手間で瀕死の重傷を負い、母親と二人の女神の手により回復したオオナムチは更に山奥へ逃げます。
古事記はその場所を記していません。
しかし『日野郡誌』に、「鳥取県日野郡日南(にちなん)町上石見(かみいわみ)の「大石見(おおいわみ)神社」に、オオナムチがヤガミ姫と隠れ住んだ」との伝承があると記されています。
大石見神社
上石見は鳥取県の最南端の山奥にあり、中国山地の分水嶺です。日本海側から数十キロ登ってきた最高地にできた盆地のような場所です。
今は田畑が広がっていますが、当時は深い森に覆われていたはずです。
オオナムチはここまで逃げ、隠れ住んでいたのですが見つかったのでしょう。
現在その一帯に巨木はありませんが、ここ大石見神社の境内にだけ、巨木が残っています。
境内の大イチョウの木。
鎌倉で倒れた木と同じくらいの大きさだそうです。
具体的にオオナムチが隠れていたとされる場所は伝えられてはいませんが、その高原のどこかまで逃げてきたと思える所ではあります。

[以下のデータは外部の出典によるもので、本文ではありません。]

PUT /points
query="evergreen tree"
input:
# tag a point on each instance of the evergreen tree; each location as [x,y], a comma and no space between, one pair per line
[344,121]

古事記には「大木を切り倒し、その木にくさびを打ち込み、オオナムチをその割れ目に入らせるとくさびを引き抜いて殺した」と記されています。
つまり大木の割れ目に挟まれて殺された訳です。
しかしここでも母親のサシクニワカ姫が見つけ出し、木を裂いて助け出して蘇生させたとしています。
ここでは、助けたのは母親一人です。そして「ここにいたら八十神達に滅ぼされる」と言って、木国(きのくに)の大屋毘古(おおやびこ)のところへ逃がすのです。